Venlafaxine: A 2003 Update

Mary A Gutierrez et al. Clin Ther.

Abstract

Background: venlafaxine has been available for use as an antidepressant in the United States for a decade.

Objective: Comprehensive reviews of venlafaxine have been published elsewhere; thus, this update focuses on newer issues of treatment remission in depression, treatment-resistant depression, and extended-release venlafaxine for generalized anxiety disorder (GAD).

Methods: Relevant clinical literature from 1993 through 2003 was identified from database searches of MEDLINE and International Pharmaceutical Abstracts, and from manual searches of reference lists of the identified papers.
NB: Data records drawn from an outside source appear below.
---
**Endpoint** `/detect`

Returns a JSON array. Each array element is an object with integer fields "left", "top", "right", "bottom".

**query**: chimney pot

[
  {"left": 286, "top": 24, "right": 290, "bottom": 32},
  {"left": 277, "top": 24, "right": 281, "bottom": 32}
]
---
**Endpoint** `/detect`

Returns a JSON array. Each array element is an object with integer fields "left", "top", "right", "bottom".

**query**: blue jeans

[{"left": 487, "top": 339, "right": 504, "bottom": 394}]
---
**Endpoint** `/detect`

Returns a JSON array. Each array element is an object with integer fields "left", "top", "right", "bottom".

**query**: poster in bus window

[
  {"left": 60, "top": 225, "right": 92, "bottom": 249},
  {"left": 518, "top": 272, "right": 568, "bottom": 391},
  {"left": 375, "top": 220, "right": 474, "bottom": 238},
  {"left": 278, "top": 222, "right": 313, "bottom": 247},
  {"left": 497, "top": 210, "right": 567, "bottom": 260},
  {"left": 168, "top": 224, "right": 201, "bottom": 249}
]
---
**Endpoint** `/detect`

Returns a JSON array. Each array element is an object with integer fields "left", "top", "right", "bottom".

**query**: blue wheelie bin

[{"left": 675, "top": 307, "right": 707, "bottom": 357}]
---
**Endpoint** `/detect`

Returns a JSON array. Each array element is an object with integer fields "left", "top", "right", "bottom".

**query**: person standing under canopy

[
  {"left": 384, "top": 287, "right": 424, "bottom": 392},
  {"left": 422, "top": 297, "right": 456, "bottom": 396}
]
Search terms included venlafaxine extended-release, venlafaxine XR, treatment-resistant depression, depressive disorders, anxiety disorders, generalized anxiety disorder, and antidepressive agents second generation.

Results: With its dual action of serotonin and noradrenergic reuptake inhibition, venlafaxine has been shown to be superior in efficacy to selective serotonin reuptake inhibitors for severe major depressive disorder, treatment-resistant depression, and depressive symptom remission. Its demonstrated efficacy for both short- and long-term treatment of GAD has led to its use for obsessive-compulsive disorder and chronic pain syndromes, although inadequate clinical literature currently exists to support these latter 2 uses. In the past decade, no new or unexpected adverse events have been identified with venlafaxine therapy, except a possibly greater risk of fatal overdose compared with other serotonergic drugs, suggesting the need for caution in patients with suicidal ideation. Because venlafaxine is a potent serotonin agonist, caution must also be exercised to prevent the possibility of serotonin syndrome when used with other serotonin agonists, and its dose should be tapered very gradually to minimize the risk of a serotonin withdrawal reaction.

Conclusion: Venlafaxine has emerged as a successful post-SSRI-era antidepressant with an expanded range of uses since it was first marketed.